中には「名水」として保存、継承されてきたものも京都には数多くあります。
代表的なものとしては、
①京都三名水
・染井、左女牛井(醒ヶ井)、縣井
②御所三名水
・染井、縣井、祐井
③西陣五水
・染殿井、桜井、安居井、千代野井、鹿子井
のほか、伏見八名水、宇治七名水などがあり、まだほかにも「名水」と呼ばれているものは数多くあります。
2 「左女牛井」について
古来より、染井、縣井とともに、京都三名水の一つといわれてきた「左女牛井」についてまとめてみました。
①場所↓
地図を見ると、六条通が堀川通と接する北側に、左女牛井町という町名が残っています。
②現状
堀川通を西本願寺の駐車場東端に沿って歩いて行くと、「左女牛井」の標柱が立っています。
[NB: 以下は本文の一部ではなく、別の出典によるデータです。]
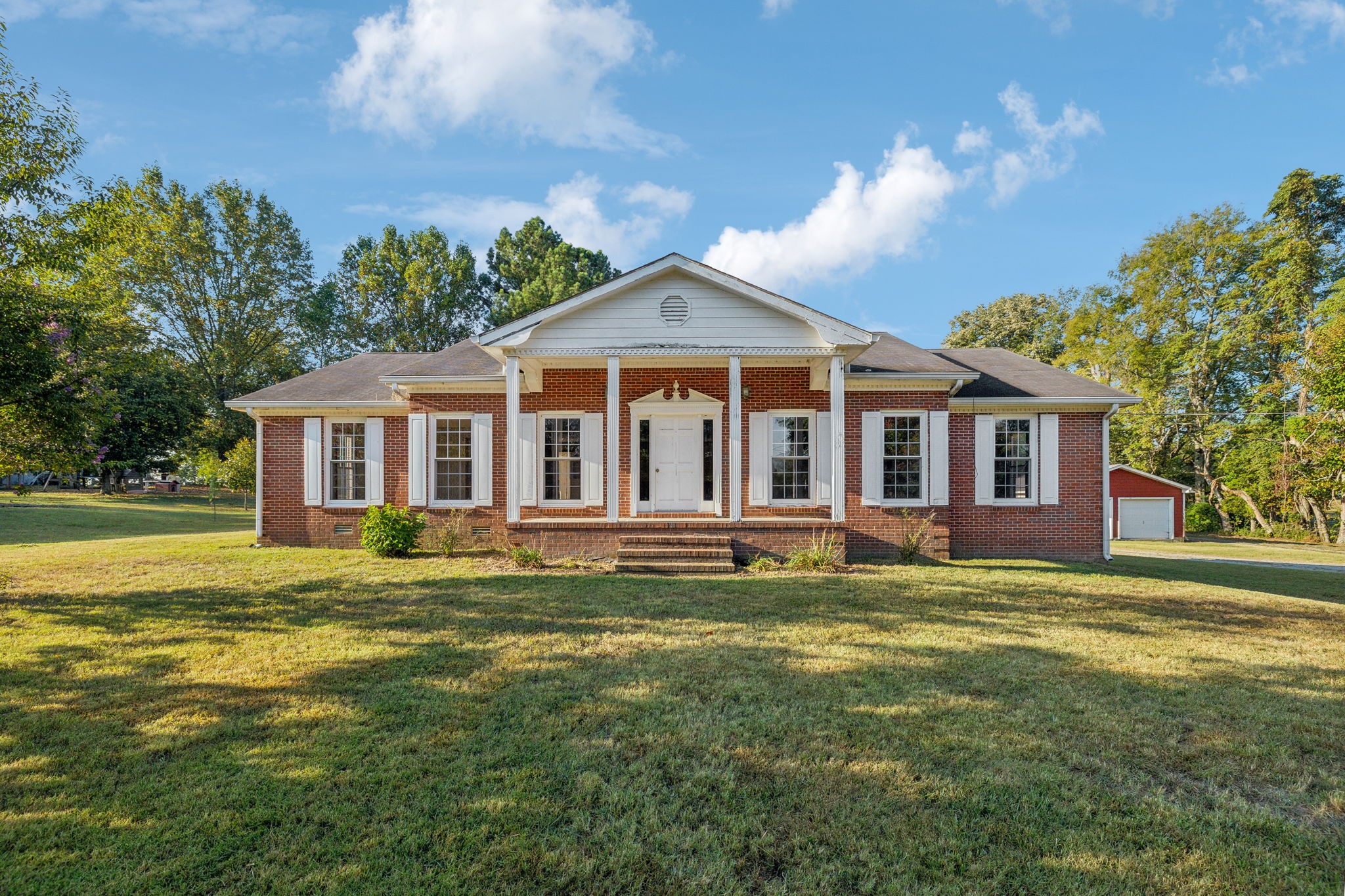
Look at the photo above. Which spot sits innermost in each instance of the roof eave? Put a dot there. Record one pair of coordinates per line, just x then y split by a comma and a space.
1039, 399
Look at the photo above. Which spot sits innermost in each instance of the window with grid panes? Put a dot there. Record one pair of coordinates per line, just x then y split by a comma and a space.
347, 461
454, 458
1013, 458
791, 458
562, 471
903, 457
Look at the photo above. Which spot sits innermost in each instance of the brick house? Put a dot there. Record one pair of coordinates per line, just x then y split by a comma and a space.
677, 399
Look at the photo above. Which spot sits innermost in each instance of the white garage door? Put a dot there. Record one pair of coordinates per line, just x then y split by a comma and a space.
1146, 517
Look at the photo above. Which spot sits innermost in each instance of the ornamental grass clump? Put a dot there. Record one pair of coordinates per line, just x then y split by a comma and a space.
818, 555
387, 531
526, 558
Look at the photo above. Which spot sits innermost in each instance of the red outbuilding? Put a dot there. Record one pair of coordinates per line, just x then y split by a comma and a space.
1145, 505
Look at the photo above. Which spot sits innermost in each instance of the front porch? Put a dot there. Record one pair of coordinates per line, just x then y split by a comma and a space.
599, 536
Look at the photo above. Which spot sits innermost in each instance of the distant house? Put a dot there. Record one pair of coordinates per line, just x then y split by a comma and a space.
1146, 505
680, 400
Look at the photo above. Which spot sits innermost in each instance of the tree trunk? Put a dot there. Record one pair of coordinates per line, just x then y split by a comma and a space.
1258, 521
1320, 522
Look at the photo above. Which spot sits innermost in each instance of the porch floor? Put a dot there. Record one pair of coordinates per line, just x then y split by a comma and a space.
674, 523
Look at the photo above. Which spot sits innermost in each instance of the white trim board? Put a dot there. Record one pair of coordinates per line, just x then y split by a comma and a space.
1149, 476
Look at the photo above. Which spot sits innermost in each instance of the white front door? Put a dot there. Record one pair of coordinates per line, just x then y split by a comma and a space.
676, 461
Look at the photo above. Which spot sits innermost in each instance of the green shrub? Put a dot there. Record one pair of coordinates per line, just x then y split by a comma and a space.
1294, 531
912, 543
387, 531
526, 558
818, 555
451, 536
1202, 517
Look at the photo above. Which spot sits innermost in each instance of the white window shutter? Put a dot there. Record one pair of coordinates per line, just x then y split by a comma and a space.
985, 458
483, 472
416, 476
1048, 445
591, 454
822, 456
759, 458
374, 459
871, 458
938, 457
527, 459
313, 461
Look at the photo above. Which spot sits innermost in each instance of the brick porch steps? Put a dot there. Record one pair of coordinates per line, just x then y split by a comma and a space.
673, 554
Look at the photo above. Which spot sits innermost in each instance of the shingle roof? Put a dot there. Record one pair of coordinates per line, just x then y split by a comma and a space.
1007, 375
355, 379
459, 359
892, 355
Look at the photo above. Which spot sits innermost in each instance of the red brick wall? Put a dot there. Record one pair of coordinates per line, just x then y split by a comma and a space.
1128, 485
1070, 531
876, 531
284, 517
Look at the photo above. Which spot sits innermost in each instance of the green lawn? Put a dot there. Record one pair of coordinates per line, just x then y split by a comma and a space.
45, 517
186, 714
1241, 550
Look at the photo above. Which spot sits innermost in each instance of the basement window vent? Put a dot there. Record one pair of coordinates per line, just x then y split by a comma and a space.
674, 310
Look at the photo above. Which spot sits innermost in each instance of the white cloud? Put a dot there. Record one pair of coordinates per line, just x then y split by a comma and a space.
1056, 12
1283, 38
970, 141
669, 200
862, 221
1049, 150
539, 69
237, 24
573, 209
852, 227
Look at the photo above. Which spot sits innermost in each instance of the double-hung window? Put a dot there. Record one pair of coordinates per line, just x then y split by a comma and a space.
347, 461
452, 441
1013, 468
563, 472
903, 458
791, 458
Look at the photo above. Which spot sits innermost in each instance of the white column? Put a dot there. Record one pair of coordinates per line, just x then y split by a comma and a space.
512, 438
257, 492
613, 438
837, 438
735, 438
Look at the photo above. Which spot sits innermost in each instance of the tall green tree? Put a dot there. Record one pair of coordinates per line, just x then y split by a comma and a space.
1023, 323
219, 277
1183, 328
46, 368
1302, 265
408, 292
151, 413
535, 268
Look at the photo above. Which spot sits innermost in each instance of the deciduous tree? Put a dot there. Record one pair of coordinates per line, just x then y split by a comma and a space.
535, 268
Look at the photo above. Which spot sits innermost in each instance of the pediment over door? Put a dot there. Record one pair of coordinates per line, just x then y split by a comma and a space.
659, 402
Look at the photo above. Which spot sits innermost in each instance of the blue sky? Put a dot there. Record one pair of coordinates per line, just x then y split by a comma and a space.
889, 163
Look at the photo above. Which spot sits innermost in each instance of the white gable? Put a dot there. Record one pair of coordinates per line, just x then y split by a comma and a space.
713, 317
705, 309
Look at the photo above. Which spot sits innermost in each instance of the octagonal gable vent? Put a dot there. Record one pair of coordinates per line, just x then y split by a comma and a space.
674, 310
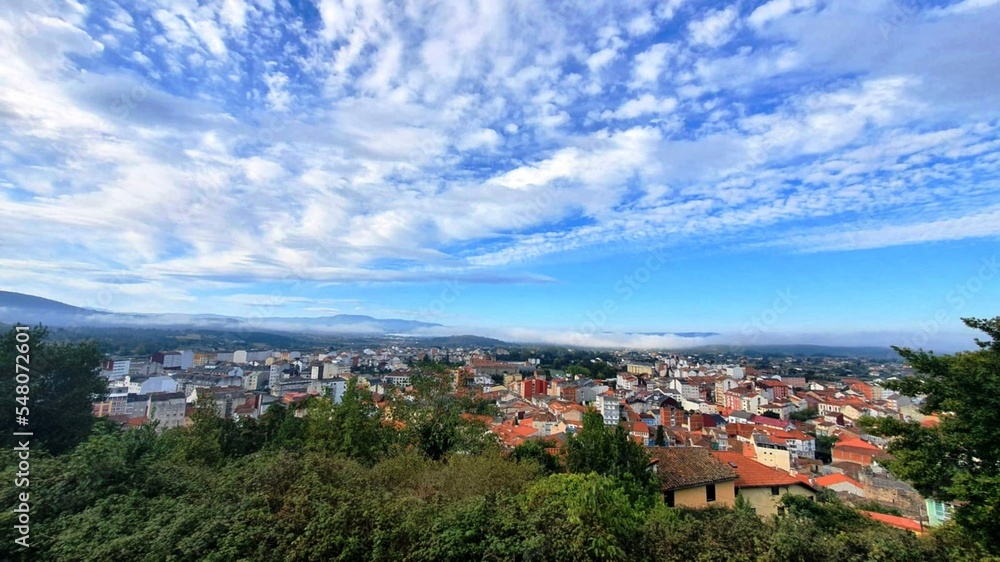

このあたりは、第二次大戦末期の空襲に備えて建物疎開が行われたため、かつてあった「左女牛井」の井筒も薮内宗堅の銘文を刻した石碑も全て失われてしまいました。
<標柱>
・側面に彫られた標柱の由来
「源義経堀川御所用水と称えられ、足利時代既に名あり
元和二年在銘の井戸枠、第二次世界大戦に際し、昭和二十年疎開のために 撤去・・・・」
③説明板
・京の名水として平安時代より知られ、源氏の邸いわゆる六条堀川館の中に取り入れられていた。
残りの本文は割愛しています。